The James Joyce Centre in Dublin has a series of free lectures throughout the year to celebrate the centenary. Talks include
Full details available here
Joyce is a cornerstone of most English Literature degree courses, so it’s no surprise that there are also a number of Academic events scheduled to celebrate the centenary. For example
The Institute of English Studies (School of Advanced Study, University of London) will mark the centenary of the book’s publication with a symposium at Senate House, Bloomsbury, on Friday 31st October and Saturday 1st November 2014. The Academic Organizer of the symposium is Dr Joseph Brooker (Birkbeck College, University of London).
The James Joyce Summer school in Trieste, organised annually by Prof. John McCourt (University Roma Tre) will have a symposium on Dubliners led by Paul Devine, and will also have a special performance of Declan Gorman’s acclaimed show, The Dubliners Dilemma.
The International James Joyce Symposium will dedicate a part of its academic program to the Dubliners Centenary. The event takes place at the University of Utrecht.

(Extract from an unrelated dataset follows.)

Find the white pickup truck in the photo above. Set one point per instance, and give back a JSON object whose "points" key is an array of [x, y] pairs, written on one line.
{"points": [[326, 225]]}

From 15th– 20th of June 2014, Utrecht University, the Netherlands, will host “a long the krommerun: the XXIV International James Joyce Symposium.” The hosting committee made up of Onno Kosters, David Pascoe, Peter de Voogd, and Tim Conley in their call for papers specifically requested papers on Dubliners 100, so expect a lively discussion on Dubliners there.
*Davis-Goff is, famously, the intern who spotted, in a slushpile, the potential of Donal Ryan’s The Spinning Heart.